Un père raconte comment il a aidé sa fille à faire son cursus scolaire jusqu'au doctorat et devenir professeur de lettres à la fac. La fille n'est pas brillante, loin de là. Qu'à cela ne tienne : le père, profitant du système de corruption mis en place dans cette auguste institution, tout naturellement inscrivait sa fille aux cours particuliers, lui achetant les épreuves à chaque étape. Arrivée à l'université, il a procédé de la même manière puisque même les professeurs des facultés ont développé les «cours particuliers» et la «vente» des épreuves des examens à leurs «clients».
Résultat : voilà une fille doctorante en lettres qui enseigne le français à la faculté... mais qui le parle et l'écrit comme un pied! Comment s'étonner dès lors du niveau du français des étudiants qu'elle forme?
Les exemples comme celui-ci, tous les Tunisiens en en ont. Et ce ne sont pas les écoles coraniques, qui se sont multipliées sous l'ex-troïka dominée par les Frères musulmans, qui vont relever le niveau des jeunes.
Une éducation nationale schizophrène
En ce qui concerne la double culture et la langue française qu'affectionnent tant les Tunisiens, il faut rappeler que l'enseignement voulu par Bourguiba a été le bilinguisme en leur inculquant, sans complexe aucun, la culture française en plus de la culture arabe, y voyant un enrichissement pour son peuple.
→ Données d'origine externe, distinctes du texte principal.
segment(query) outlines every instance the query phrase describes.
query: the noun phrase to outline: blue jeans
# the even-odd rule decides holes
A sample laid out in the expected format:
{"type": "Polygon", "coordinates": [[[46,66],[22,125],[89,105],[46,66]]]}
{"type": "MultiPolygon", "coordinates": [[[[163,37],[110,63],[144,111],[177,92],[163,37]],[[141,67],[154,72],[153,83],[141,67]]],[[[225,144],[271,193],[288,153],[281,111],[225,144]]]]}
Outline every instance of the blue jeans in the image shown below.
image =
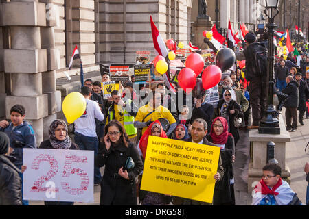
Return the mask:
{"type": "Polygon", "coordinates": [[[21,198],[23,198],[22,203],[23,205],[29,205],[29,201],[23,200],[23,174],[19,173],[19,177],[21,178],[21,198]]]}
{"type": "MultiPolygon", "coordinates": [[[[99,146],[99,140],[97,137],[86,136],[76,132],[74,140],[75,143],[78,145],[80,150],[93,151],[95,157],[97,155],[98,148],[99,146]]],[[[94,165],[93,182],[95,184],[100,184],[101,182],[101,173],[100,172],[100,168],[95,165],[94,165]]]]}
{"type": "Polygon", "coordinates": [[[277,80],[277,88],[279,91],[282,91],[285,87],[286,87],[286,83],[285,80],[277,80]]]}

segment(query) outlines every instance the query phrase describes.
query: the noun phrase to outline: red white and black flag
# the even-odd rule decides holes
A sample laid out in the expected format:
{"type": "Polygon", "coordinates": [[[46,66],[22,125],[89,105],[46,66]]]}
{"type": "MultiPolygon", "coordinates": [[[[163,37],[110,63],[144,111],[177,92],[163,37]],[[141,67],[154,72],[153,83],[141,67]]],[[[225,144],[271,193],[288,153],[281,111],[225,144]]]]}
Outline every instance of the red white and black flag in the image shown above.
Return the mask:
{"type": "MultiPolygon", "coordinates": [[[[163,57],[166,58],[166,57],[168,55],[168,49],[166,49],[165,43],[164,42],[164,40],[161,36],[160,33],[159,32],[158,29],[157,28],[154,23],[153,22],[152,17],[151,16],[150,16],[150,23],[151,23],[151,32],[152,34],[153,45],[154,47],[156,52],[158,53],[158,55],[162,55],[163,57]]],[[[170,89],[172,91],[175,92],[176,90],[170,81],[169,70],[168,70],[168,71],[163,75],[163,77],[164,79],[164,83],[165,83],[168,89],[170,89]]]]}
{"type": "Polygon", "coordinates": [[[80,52],[78,51],[78,49],[77,46],[75,46],[74,51],[73,51],[72,57],[71,58],[70,64],[69,65],[69,70],[71,70],[71,67],[72,66],[73,61],[74,61],[75,60],[80,60],[80,52]]]}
Certains ont maîtrisé l'arabe mieux que le français, d'autre ont fait l'inverse et bien d'autres, les deux à la fois.
Ce qui n'a pas empêché un certain ostracisme entretenu par des gens complexés de l'Histoire (panislamistes et panarabistes) mais aussi vis-à-vis de la France, qui aspirent à une culture unique et à une langue unique: l'arabe.
Pour couper l'herbe sous leurs pieds, Ben Ali a décidé de revenir sur le système de la double culture instaurée par son prédécesseur en arabisant l'enseignement et en réduisant l'apprentissage de la langue française à une simple langue étrangère. Sauf qu'une fois arrivé au niveau universitaire, beaucoup de filières sont enseignées uniquement en français, alors que beaucoup d'étudiants ne maîtrisent pas cette langue, ce qui complique leur formation.
Résultat: l'éducation nationale devient schizophrène avec cette réforme qui produit des diplômés ne maîtrisant ni l'arabe et encore moins le français... que ce soit par la langue ou par la culture! Ce qui explique la baisse du niveau général des étudiants formés dans le système public.
Pour échapper à cette «paupérisation» du savoir, les plus nantis orientent leurs enfants vers des écoles et des universités privées qui ont conservé, pour la plupart d'entre elles, l'ancien système qui a fait ses preuves.
Alors, question à notre ministre de l'Education nationale, Néji Djelloul : comment faire pour redonner à la Tunisie les nouveaux hussards pour poursuivre l'oeuvre de ceux qui les ont précédés et construire la nouvelle république?